Dive Brief:
- Wayfair's current logistics and fulfillment network will last the company through years of growth, CEO Niraj Shah said on an earnings call Tuesday. Wayfair posted 66.5% YoY net revenue growth in Q3.
- "We don’t foresee having any constraints despite what we expect to be a tremendous amount of growth in the volumes through [the network] over the next couple of years," said Shah of the company's network, which weighs in at 18 million square feet globally.
- Wayfair is still in the process of building out a few facilities in Europe, but the capacity-building in the U.S. and Asia is over for now. The pandemic has created unanticipated demand for housewares as consumers spend more time at home and shift to online purchasing. Shah said some Wayfair warehouses have made adjustments to increase storage and throughput given the volume — adding racking and tweaking processes to speed up sortation.
Dive Insight:
Questions from analysts Tuesday about the max capacity of Wayfair's network mark a reversal from just a few months ago when concern about the timeline for full network utilization was top of mind.
In 2020, one out of every three containers arriving at a Wayfair-operated warehouse in Europe was transported from Asia by Wayfair itself, Shah said on the earnings call. The company's middle-mile network, called CastleGate, is gaining suppliers, according to the CEO, by allowing vendors to hand off their goods to Wayfair earlier in the supply chain along with shared demand planning data and other perks.
"We’re leveraging our scale to procure additional space on cargo ships for our suppliers and our suppliers, and [we're] seeing our ocean forwarding business grow considerably in the process.

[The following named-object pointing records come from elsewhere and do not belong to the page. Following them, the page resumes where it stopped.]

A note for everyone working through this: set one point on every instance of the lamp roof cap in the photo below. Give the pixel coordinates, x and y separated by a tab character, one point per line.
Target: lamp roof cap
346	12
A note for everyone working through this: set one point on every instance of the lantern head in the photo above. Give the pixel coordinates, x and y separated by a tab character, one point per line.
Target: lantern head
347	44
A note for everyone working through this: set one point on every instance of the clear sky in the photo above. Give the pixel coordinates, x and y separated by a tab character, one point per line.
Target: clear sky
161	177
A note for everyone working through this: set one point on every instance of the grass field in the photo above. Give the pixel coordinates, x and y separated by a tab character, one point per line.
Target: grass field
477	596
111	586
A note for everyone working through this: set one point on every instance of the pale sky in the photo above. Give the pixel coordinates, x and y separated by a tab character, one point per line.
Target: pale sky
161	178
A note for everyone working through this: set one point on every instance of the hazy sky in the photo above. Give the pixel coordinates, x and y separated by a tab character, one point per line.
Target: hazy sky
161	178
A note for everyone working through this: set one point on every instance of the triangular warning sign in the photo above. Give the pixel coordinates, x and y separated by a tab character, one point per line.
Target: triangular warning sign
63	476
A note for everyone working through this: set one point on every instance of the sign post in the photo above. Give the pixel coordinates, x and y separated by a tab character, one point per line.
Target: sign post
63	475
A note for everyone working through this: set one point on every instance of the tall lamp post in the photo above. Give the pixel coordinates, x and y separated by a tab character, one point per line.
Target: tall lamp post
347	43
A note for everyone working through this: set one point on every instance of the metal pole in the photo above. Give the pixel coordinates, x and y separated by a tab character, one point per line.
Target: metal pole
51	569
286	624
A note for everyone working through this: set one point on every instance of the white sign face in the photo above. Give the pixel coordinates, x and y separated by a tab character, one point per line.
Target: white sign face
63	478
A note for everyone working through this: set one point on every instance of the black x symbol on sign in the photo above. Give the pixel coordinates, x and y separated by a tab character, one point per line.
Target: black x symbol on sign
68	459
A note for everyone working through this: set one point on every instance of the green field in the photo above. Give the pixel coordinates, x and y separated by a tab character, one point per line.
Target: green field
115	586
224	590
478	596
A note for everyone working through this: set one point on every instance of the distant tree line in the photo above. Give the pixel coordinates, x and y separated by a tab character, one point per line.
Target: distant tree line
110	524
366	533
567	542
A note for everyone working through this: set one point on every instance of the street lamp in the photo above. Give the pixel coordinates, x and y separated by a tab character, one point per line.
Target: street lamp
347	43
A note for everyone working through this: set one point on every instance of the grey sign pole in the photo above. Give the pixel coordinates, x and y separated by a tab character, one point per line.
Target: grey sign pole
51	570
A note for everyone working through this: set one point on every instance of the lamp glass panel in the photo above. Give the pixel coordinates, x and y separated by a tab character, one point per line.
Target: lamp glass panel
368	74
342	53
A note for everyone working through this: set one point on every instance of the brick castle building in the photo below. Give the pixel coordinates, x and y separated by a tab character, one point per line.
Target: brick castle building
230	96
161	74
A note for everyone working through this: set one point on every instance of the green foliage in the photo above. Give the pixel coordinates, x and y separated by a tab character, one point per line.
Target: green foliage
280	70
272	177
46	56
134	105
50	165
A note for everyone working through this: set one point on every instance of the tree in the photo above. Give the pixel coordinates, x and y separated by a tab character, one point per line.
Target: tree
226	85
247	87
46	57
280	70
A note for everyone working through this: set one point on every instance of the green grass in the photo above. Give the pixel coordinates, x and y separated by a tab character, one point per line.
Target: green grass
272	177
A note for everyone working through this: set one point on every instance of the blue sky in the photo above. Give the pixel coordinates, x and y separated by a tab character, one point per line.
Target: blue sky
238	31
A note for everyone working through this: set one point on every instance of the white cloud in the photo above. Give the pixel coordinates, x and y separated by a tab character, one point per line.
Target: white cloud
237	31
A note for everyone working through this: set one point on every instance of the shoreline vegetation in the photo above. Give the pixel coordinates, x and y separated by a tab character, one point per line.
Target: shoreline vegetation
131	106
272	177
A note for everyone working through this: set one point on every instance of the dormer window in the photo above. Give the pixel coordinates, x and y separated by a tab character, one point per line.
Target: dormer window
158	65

Post order, our scale increasingly allows us to bypass the most congested points in common carrier networks and go straight to the last mile, thereby avoiding surcharges and delivery delays," said Shah.
Part of Shah's confidence that Wayfair's network will continue to serve the company's volume may be motivated by notions that home furnishings purchasing will slow down even if the pandemic proceeds.
"Wayfair deserves a lot of credit for the way in which it has operated during the pandemic. However, it is our view that the current performance is something of an exception rather than the new normal," wrote Neil Saunders, managing director of GlobalData, in emailed comments. "Households buying new desks to aid working from home do not keep on buying new desks ad infinitum."
The cost of Wayfair's immense logistics infrastructure kept the retailer in the red for years. In Q3, Wayfair posted a second quarter of profit since it went public in 2014, reporting $173 million in net income Tuesday.
Company executives were explicit that handling the middle and last mile for much of their sales is the ultimate goal, so they built a warehouse and last-mile delivery network ahead of demand. One year ago, Shah said the building period was finished and the company would move into a phase of increasing utilization rates on the road to profitability.
"What we’re working on now are the buildings that would come online ... three, four, five [years] from now. And at that point, we do envision needing more buildings, but it will really be for capacity reasons due to aggressive scaling," said Shah.
Saunders is skeptical that two quarters of profits make a trend. "Wayfair's future numbers will soften, and this runs the risk of putting it right back to where it was before the pandemic: a retailer that is unprofitable because of high operating costs and eye-wateringly high advertising spend relative to revenue," Saunders said.